Hon. Jonathan E. HawleyUnited States Magistrate Judge for the Central District of Illinois and Chairperson of the Magistrate Judge Education Advisory Committee of the Federal Judicial Center
The report’s findings are based on evidence gathered over the past two years at 600 bail hearings across four federal district courts in Boston, Baltimore, Miami and Salt Lake City, as well as interviews with nearly 50 federal judges and practitioners. Key findings include:
- Federal judges regularly disregard the law that protects against a person being jailed due to their inability to pay bail, directly impacting people of color and people from low-income backgrounds. In 37 percent of cases, judges imposed monetary bail conditions, including bail bonds, and over one third of those people remained in jail because they were too poor to make bail. Black and Latino people were much more likely to face financial burdens than White people; 95 percent of those judges saddled with money bail were people of color.
- Federal judges regularly disregard the legal requirement to ensure that anyone who cannot afford a lawyer is represented by court-appointed counsel during their initial appearance hearing. Judges in more than one-quarter of federal district courts routinely lock people in jail during the initial bail appearance without first providing them with a lawyer. With 90 percent of those charged with a federal crime unable to afford a lawyer, the failure of judges to appoint counsel leads to higher jailing rates for people from low-income backgrounds. In one district, every single person deprived of counsel was locked in jail, and 92 percent of those who suffered this fate were people of color.

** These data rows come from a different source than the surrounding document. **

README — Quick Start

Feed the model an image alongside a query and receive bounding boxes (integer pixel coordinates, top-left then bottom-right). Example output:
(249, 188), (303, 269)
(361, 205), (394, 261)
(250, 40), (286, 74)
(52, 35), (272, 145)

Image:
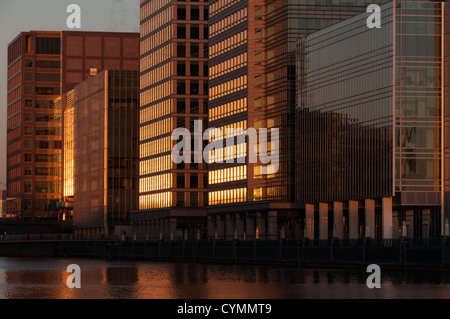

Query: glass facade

(7, 31), (139, 220)
(296, 1), (444, 238)
(139, 0), (208, 210)
(73, 71), (139, 229)
(208, 0), (386, 205)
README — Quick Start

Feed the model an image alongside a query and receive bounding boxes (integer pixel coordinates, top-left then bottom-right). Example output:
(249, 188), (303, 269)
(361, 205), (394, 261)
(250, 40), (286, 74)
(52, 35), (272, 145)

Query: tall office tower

(133, 0), (208, 239)
(296, 1), (444, 239)
(208, 0), (380, 239)
(7, 31), (139, 220)
(61, 70), (139, 237)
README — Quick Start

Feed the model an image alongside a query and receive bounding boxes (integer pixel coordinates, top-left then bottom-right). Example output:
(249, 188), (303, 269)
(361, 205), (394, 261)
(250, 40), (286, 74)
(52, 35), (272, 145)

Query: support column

(364, 199), (375, 238)
(208, 215), (216, 239)
(333, 202), (344, 239)
(267, 211), (278, 240)
(255, 212), (266, 239)
(381, 197), (392, 239)
(169, 218), (177, 240)
(245, 214), (256, 240)
(319, 203), (328, 239)
(216, 215), (225, 239)
(348, 200), (359, 239)
(225, 214), (234, 240)
(305, 204), (314, 239)
(235, 214), (244, 240)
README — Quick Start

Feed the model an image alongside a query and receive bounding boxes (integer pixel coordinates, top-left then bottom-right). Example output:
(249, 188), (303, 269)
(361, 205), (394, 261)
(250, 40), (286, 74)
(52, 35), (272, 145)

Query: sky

(0, 0), (139, 189)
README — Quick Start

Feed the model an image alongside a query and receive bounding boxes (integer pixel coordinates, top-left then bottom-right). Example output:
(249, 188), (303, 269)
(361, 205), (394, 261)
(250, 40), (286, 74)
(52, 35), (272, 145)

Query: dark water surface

(0, 257), (450, 299)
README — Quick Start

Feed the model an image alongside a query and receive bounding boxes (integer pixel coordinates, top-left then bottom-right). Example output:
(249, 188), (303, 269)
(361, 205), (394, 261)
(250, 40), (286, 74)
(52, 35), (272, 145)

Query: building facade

(296, 1), (444, 239)
(133, 0), (208, 239)
(7, 31), (139, 220)
(63, 70), (139, 238)
(208, 0), (386, 239)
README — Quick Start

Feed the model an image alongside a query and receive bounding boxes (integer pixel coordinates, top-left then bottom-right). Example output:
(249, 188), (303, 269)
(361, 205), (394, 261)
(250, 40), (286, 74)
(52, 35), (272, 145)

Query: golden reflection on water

(0, 258), (450, 299)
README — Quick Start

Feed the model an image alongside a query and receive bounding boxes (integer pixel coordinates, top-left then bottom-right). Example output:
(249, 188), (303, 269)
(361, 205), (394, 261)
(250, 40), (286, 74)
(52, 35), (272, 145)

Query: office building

(133, 0), (208, 239)
(56, 70), (139, 238)
(208, 0), (386, 239)
(296, 1), (446, 239)
(7, 31), (139, 221)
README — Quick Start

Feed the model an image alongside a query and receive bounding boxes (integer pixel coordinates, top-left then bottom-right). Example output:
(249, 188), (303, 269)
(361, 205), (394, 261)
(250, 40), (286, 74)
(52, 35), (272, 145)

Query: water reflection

(0, 258), (450, 299)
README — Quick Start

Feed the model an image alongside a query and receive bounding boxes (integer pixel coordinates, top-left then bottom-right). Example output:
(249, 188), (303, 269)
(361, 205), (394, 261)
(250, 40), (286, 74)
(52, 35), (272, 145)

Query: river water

(0, 257), (450, 299)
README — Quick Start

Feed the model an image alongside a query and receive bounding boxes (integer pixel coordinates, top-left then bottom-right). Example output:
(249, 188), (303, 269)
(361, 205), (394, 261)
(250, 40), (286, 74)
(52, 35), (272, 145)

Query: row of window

(139, 192), (172, 210)
(24, 181), (61, 194)
(139, 118), (172, 141)
(139, 173), (172, 193)
(140, 44), (172, 72)
(140, 62), (172, 90)
(210, 7), (247, 36)
(208, 142), (247, 164)
(209, 75), (247, 101)
(177, 5), (208, 21)
(209, 97), (247, 122)
(139, 155), (172, 176)
(209, 52), (247, 80)
(177, 24), (209, 39)
(209, 0), (239, 18)
(209, 30), (247, 58)
(208, 188), (247, 205)
(139, 136), (172, 158)
(141, 25), (172, 55)
(140, 81), (172, 105)
(208, 165), (247, 184)
(141, 7), (172, 38)
(139, 99), (171, 124)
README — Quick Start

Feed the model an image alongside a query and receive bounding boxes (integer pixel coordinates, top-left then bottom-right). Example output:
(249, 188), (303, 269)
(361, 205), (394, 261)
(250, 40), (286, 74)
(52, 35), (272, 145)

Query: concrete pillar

(364, 199), (375, 238)
(333, 202), (344, 239)
(305, 204), (314, 239)
(256, 212), (266, 239)
(208, 215), (216, 239)
(319, 203), (328, 239)
(216, 215), (225, 239)
(245, 214), (256, 240)
(225, 214), (234, 240)
(348, 200), (359, 239)
(235, 214), (245, 240)
(267, 211), (278, 240)
(381, 197), (392, 239)
(169, 218), (177, 240)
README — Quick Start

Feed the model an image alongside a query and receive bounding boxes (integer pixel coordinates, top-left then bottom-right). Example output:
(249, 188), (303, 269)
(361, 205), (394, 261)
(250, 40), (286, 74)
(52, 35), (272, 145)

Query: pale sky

(0, 0), (139, 189)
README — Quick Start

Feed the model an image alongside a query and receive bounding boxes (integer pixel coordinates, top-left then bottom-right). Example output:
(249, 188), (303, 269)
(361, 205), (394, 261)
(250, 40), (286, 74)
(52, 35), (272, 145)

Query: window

(177, 62), (186, 76)
(177, 43), (186, 58)
(191, 7), (200, 20)
(189, 174), (198, 188)
(191, 43), (200, 58)
(191, 81), (200, 95)
(191, 24), (200, 39)
(25, 126), (33, 135)
(24, 181), (32, 193)
(177, 80), (186, 94)
(177, 6), (186, 20)
(25, 167), (33, 176)
(177, 117), (185, 129)
(177, 99), (186, 113)
(177, 174), (185, 188)
(177, 24), (186, 39)
(190, 99), (199, 114)
(191, 62), (199, 76)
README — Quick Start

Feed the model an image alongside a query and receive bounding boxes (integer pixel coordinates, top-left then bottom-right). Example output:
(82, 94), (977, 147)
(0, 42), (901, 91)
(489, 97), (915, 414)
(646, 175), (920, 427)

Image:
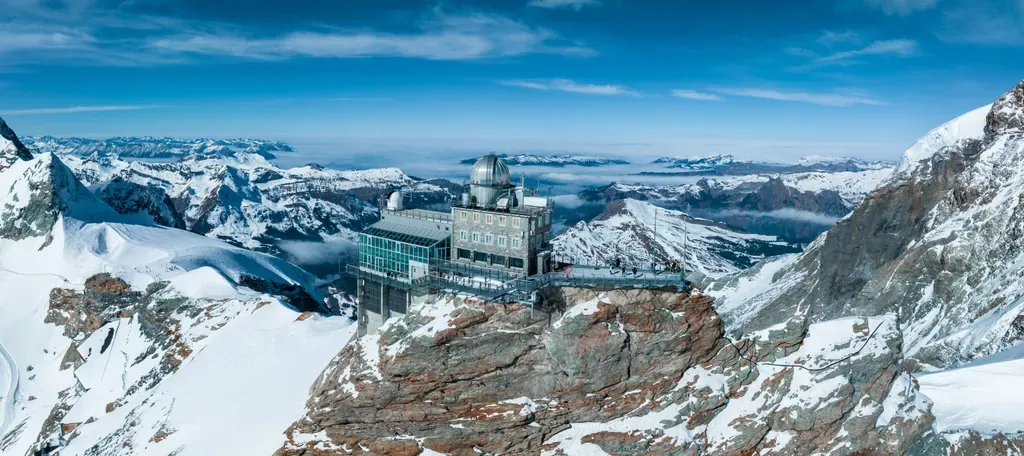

- Federal judges often overlook legal requirements at initial bail hearings, leading to unlawful detention. In 81 percent of the initial hearings, prosecutors asked judges to lock someone in jail without citing any legal basis and faced no challenges, leading to detention in 99 percent of those cases. In 12 percent of the initial hearings, judges jailed people unlawfully. Even worse, non-white arrestees were detained unlawfully at twice the rate of white arrestees.
- Federal judges routinely misapply the “presumption of detention” statute that applies in drug cases, improperly treating it as a mandate for jailing and fueling racial disparities. In detention hearings observed by the FCJC, judges detained people of color in 73 percent of presumption cases while detaining white individuals in such cases just 68 percent of the time.
The report offers recommendations for how federal judges can rectify instances of unlawful detention occurring in their courts. These recommendations call on judges to follow the federal bail laws, to appoint lawyers for all indigent people and to cease imposing monetary bail conditions that someone who is arrested cannot afford to pay.
“An important role of the judiciary is to ensure that the law is fairly and impartially applied to each person entering the courtroom. Failure to do so can undermine the integrity of our legal system,” said Hon. Jonathan E. Hawley, United States Magistrate Judge for the Central District of Illinois and Chairperson of the Magistrate Judge Education Advisory Committee of the Federal Judicial Center. “Professor Siegler and her team are giving those of us in the judiciary an opportunity to evaluate our practices with empirical data that illustrates the reality of what happens in the courtroom. This work will assist judges in making certain that our practices are better aligned with the goal of equal justice for all.”